Ovviamente non manca il rovescio della medaglia. Se da una parte le banche sono attratte dalla possibilità di attivare transazioni più economiche e sicure, dall’altra l’idea che chi partecipa al network possa vedere in tempo reale i dati che circolano attraverso i nodi raffredda non poco gli entusiasmi di chi non vuole che i propri flussi transazionali diventino di dominio pubblico. È necessario quindi garantire che ciascun utente abbia le credenziali per vedere esclusivamente le operazioni che lo riguardano. Si tratta di uno dei temi più dibattuti alla Blockchain Conference di Londra: insieme a quelli della regolamentazione e complessità degli strumenti di data protection da adottare sul piano della giurisdizione internazionale, è stato indicato come una delle questioni più delicate per la diffusione della tecnologia.
Gli altri possibili ambiti applicativi, dalla PA alle imprese
Ma non sono solo le banche a considerare la blockchain una leva strategica di sviluppo. Se molti osservatori si dicono convinti che anche le pratiche della pubblica amministrazione e addirittura anagrafiche e documenti d’identità potranno essere gestiti sfruttando i sistemi di controllo distribuiti offerti dalla blockchain (applicabili persino alle attività di notariato o alla gestione delle proprietà intellettuali), si comincia a valutare l’impatto positivo della tecnologia pure sulle imprese private.
Sempre a Londra si è discusso dell’utilità della blockchain per semplificare i processi di business, diminuendo i costi e aumentando l’efficienza dei reparti Finance. Si prevede un primo inserimento nei flussi interni, creando gruppi di utenti con specifici livelli di accesso, mantenendo trasparenti tutte le operazioni e agevolando le attività analitiche grazie alla rapidità e omogeneità dai dati trasmessi.
Il passo successivo? L’implementazione nei business networks, con l’automazione dei processi di procurement attraverso sistemi di notifica real time, il monitoraggio costante e condiviso degli asset disponibili per la vendita e l’acquisto e, di nuovo, la generazione di precise, graduali barriere all’ingresso per la partecipazione all’interscambio. Sarebbe un salto quantico. Ma la capacità di adattamento che hanno dimostrato i business rafforzati dalla digital disruption fa ben sperare.

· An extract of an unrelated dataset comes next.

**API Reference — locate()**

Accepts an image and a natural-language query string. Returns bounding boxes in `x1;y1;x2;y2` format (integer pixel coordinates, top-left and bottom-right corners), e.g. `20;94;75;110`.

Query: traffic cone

Molto però può dipendere anche dalla volontà dei vendor tecnologici di comprendere prima, abbracciare poi e infine implementare nella propria offerta la logica della blockchain. C’è chi ci sta già pensando. In Italia, per esempio, Pay Reply è all’avanguardia rispetto ai progetti di ricerca e sviluppo su questo fronte, con la creazione di software accelerator relativi a sei diverse applicazioni della tecnologia. Ma la partita è interdisciplinare, oltre che internazionale, e oltre a sviluppare soluzioni tecniche che rispondano a problemi concreti – e ancora insoluti –, occorre anche un’importante opera di informazione e sensibilizzazione per coinvolgere istituzioni e associazioni nella definizione di adeguati impianti regolatori.